Found this plant in our gully. Looks like some sort of gooseberry though not the same as the gooseberries I grow. The leaves are similar in shape but these are brighter green in colour and smooth and thin.
Well spotted - same genus as cape gooseberry (Physalis peruviana). Those papery capsules around the fruit are a bit of a give-away. Both are introduced. Cape Gooseberry is by far the more common around here, as a weed of shady moist places. They are in the Solanum family and not related at all to the English Gooseberry.
Don't know, sorry. Though I would think if they were we'd be cultivating them, like cape gooseberry. You could try a tentative taste and then spit it out in case it is toxic, if the birds leave any of them to get ripe. But I'd be more inclined to pull it out on the grounds that it doesn't belong there. Was this a post-fire appearance or in an unburnt area? We had some odd weeds that we'd never seen here before after our fire in 2018. Being a bit of a weeding fanatic I removed any I found, so don't know how long they might have persisted if left to their own devices.

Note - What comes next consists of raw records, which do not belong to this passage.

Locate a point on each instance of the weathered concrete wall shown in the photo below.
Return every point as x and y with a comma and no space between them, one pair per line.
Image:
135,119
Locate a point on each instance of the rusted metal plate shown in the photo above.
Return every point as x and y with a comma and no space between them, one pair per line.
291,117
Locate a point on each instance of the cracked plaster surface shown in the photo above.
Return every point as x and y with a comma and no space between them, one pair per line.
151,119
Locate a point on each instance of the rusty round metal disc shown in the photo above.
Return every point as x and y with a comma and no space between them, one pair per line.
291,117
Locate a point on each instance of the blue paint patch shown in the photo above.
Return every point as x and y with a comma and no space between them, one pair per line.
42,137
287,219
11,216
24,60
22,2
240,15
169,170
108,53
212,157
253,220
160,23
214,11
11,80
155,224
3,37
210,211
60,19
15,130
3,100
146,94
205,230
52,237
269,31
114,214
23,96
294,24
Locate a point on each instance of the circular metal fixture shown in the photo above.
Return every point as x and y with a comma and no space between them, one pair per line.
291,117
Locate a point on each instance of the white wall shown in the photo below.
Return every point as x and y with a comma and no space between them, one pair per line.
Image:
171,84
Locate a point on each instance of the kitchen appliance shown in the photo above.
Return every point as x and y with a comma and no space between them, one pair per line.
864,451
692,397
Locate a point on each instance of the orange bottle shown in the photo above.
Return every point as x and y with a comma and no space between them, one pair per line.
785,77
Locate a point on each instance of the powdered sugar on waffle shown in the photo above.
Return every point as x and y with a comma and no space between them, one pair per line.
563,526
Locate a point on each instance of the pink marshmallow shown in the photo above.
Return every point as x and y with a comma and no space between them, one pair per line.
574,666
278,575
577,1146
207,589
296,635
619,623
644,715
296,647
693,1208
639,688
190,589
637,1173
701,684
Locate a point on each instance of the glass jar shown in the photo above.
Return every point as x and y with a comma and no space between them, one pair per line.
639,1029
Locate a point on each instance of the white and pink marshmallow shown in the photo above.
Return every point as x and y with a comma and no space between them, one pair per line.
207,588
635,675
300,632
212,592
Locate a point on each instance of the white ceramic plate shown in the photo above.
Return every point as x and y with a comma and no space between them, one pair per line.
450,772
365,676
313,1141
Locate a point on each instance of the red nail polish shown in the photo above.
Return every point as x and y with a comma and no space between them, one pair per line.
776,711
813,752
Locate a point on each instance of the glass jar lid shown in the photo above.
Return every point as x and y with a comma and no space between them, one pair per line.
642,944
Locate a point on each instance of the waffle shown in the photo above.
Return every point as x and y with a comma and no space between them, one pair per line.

We, thankfully, were untouched but the fire burnt around three of our boundary fences. Since the flood that followed the fire we are seeing a heap of different weeds and plants growing in the creek bed as well as a sea of Fireweed and Stinking Roger springing up on the property. This plant was found in exactly the conditions you mentioned, our damp gully. It is completely new for our property.
Yep, this seems to be the season for weed incursions, and floods are another good way of bringing things in. I really thought I'd knocked off all our inkweed after our fire, and now it is back again as vigorous as ever since the rain. Stinking Roger, being a warm season weed, really loved the rainfall timing and is now everywhere, making a mockery of my attempts to keep it off our road altogether. Still winning on our place, but the road verges and the neighbours' places - brrrr! But determined weeding at the crucial moment can work sometimes - I'm getting a lot less fleabane on our place since I weeded the hell out of it a few years ago when it ran amok after a big rainfall event, and pulled all the seed off and burnt it.